UitsprakenMeer informatie

Valt een nabetaling onder het beslag?

Wanneer beslag op inkomen is gelegd en vervolgens wordt een nabetaling uitbetaald, valt deze dan volledig onder het beslag?
Voor zover de nabetaling betrekking heeft op een periode dat er nog geen beslag ligt, dan valt deze niet onder het beslag. Wanneer de nabetaling betrekking heeft op een periode dat er al wel beslag ligt, geldt de beslagvrije voet.

Bijvoorbeeld.
Per 1 maart wordt een uitkering aangevraagd. Op 1 april wordt beslag gelegd. Op 1 mei wordt de uitkering met ingang van 1 maart toegekend. Het deel van de nabetaling dat betrekking heeft op de maand maart valt niet onder het beslag. Het deel van de nabetaling dat betrekking heeft op de maand april, voor zover dit meer bedraagt dan de beslagvrije voet, valt wel onder het beslag.

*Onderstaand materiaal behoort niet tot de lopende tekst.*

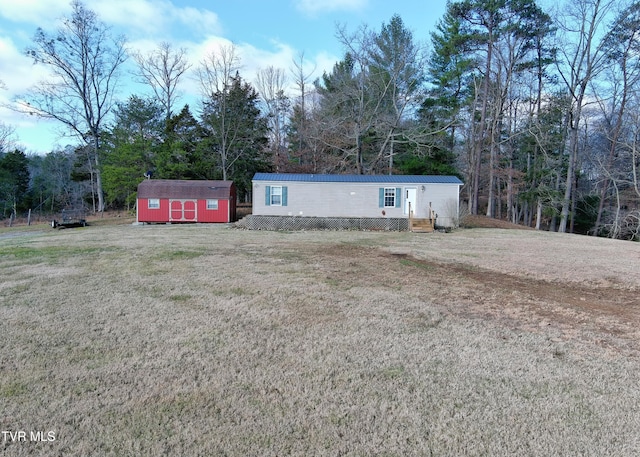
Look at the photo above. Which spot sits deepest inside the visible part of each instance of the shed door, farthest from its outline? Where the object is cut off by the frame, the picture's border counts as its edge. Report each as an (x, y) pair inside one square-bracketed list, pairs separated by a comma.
[(409, 198), (183, 210)]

Valt een zorgbonus onder het beslag?

Medewerkers in de zorg die vanwege corona een uitzonderlijke prestatie hebben verricht kunnen via hun werkgever in aanmerking komen voor een zorgbonus van 1000 euro netto. De werkgever kan de zorgbonus aanvragen bij het ministerie van Volksgezondheid Welzijn en Sport. Wanneer aan de voorwaarden wordt voldaan ontvangt de werkgever subsidie. Vervolgens moet de werkgever de bonus aan de medewerker uitkeren.
Valt de zorgbonus onder een gelegd loonbeslag? Er is in de wet geen beslagverbod opgenomen. Toch zal het in de meeste gevallen niet onder het beslag vallen. Cruciaal is dat de werkgever de zorgbonus moet aanvragen en dat er aan een aantal voorwaarden voldaan moet worden voordat een werknemer hiervoor in aanmerking komt. Wanneer er al loonbeslag lag voordat de zorgbonus door het ministerie is toegekend, vloeit de zorgbonus niet rechtstreeks voort uit de rechtsverhouding zoals deze tussen werkgever en werknemer gold op het moment dat er beslag is gelegd. De zorgbonus valt dan niet onder het beslag. Er geldt een uitzondering voor de situatie dat er toevallig beslag is gelegd nadat de zorgbonus is aangevraagd en is toegekend en voordat deze aan de werknemer is uitbetaald.
In een proefprocedure via een deurwaardersrenvooi heeft de rechter deze uitleg bevestigd.

Toekomstige betalingen

Beslag op inkomen is een momentopname. Wanneer een deurwaarder beslag op loon legt dan moet de werkgever het gedeelte van het salaris dat meer bedraagt dan de beslagvrije voet overmaken naar de deurwaarder.
Maar vallen toekomstige betalingen ook onder het beslag?
Uitgangspunt is dat alle vorderingen die de debiteur op de uitkerende instantie of werkgever heeft, of uit een ten tijde van het beslag (= de dag waarop beslag is gelegd) reeds bestaande rechtsverhouding rechtstreeks zal verkrijgen onder het beslag vallen. Dit betekent dat wanneer er geen onderbreking is in het recht op uitkering of het recht op loon, ook de betalingen in de toekomst onder het beslag vallen.

Onevenredig laag inkomen

Wanneer de debiteur gratis of tegen een onevenredig lage vergoeding geregeld werkzaamheden verricht, die gewoonlijk tegen betaling worden verricht, mag bij het beslag uitgegaan worden van een fictief loon. Er wordt met andere woorden aangenomen dat de debiteur een redelijke vergoeding ontvangt.
Bij de vaststelling van het fictief loon wordt rekening gehouden met alle omstandigheden waaronder:

  • de aard van de verrichte werkzaamheden of diensten;
  • de relatie tussen de debiteur en de derde (degene voor wie het werk wordt verricht);
  • de financiële draagkracht van de derde.